One of the leaders in this reaction was Samuel Trott. He "was for many years," says J. M. Peck, "in connection with the Regular Baptist denomination, first in New Jersey, and afterwards in Kentucky. Then he professed and acted with the denomination on missions, ministerial education, and other benevolent operations. He was always rather ultra in doctrine, verging toward Antinomian fatality, rather narrow in his views and tinged with a little bigotry. While in Kentucky he was connected with the Kentucky Missionary Society and, for a time, served as agent to collect funds. Whether his salary and expenses exceeded his collections; or his dogmatical-Calvinistic style of preaching dissatisfied the brethren, we never learned. They discontinued his agency. His preaching never proved very attractive, interesting, or useful anywhere. Some years since he migrated to Virginia. When the antinomian and anti-missionary party in that quarter, a few years ago, formed the Black Rock Convention, broke from the denomination, and sent forth their harmless anathemas against the whole Baptist phalanx, as missionary operators, Trott found himself amongst this little ‘sect.’ He had always found a peculiar itching to be a great man, and as greatness is comparative, and, doubtless, recollecting the adage, ‘better be the head of the dog than the tail of the lion,’ he is now nearly in the front rank" (The Baptist Banner and Western Pioneer, June 27, 1839. IV. 1) .
It was Daniel Parker, however, who was the originator of the system. "Daniel Parker, in the west, and Joshua Lawrence (of the Kehukee Association in NC and a supported of Beebe and the two major peridicals in the east, the "Signs of the Times" and "The Primitive Baptist" - SG) are in truth and fairness, the fathers and founders of this sect" (J. M. Peck, The Baptist Banner and Western Pioneer, July 4, 1839. IV. 1). "These two worthies—one in Texas and the other in North Carolina—are the two heads of the party." Parker was an enigma; and his system was a strange rehash of the old Gnostic philosophy."

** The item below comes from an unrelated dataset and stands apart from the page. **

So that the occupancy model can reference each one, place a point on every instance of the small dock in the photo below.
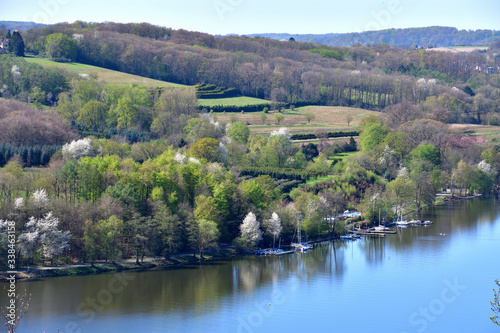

("A History of the Baptists" Chapter Seven "The Anti-Effort Secession from the Baptists")
See here
Joshua Lawrence was a leader in the movement in the Kehukee Association of North Carolina. When I write about the leaders in the anti mission movement, I plan to detail the lives and work of these men. But, Christian gives a correct analysis of the movement. Other historians would demonstrate the same facts, as I will show in the future when I get back to writing chapters in my book on the Hardshell cult.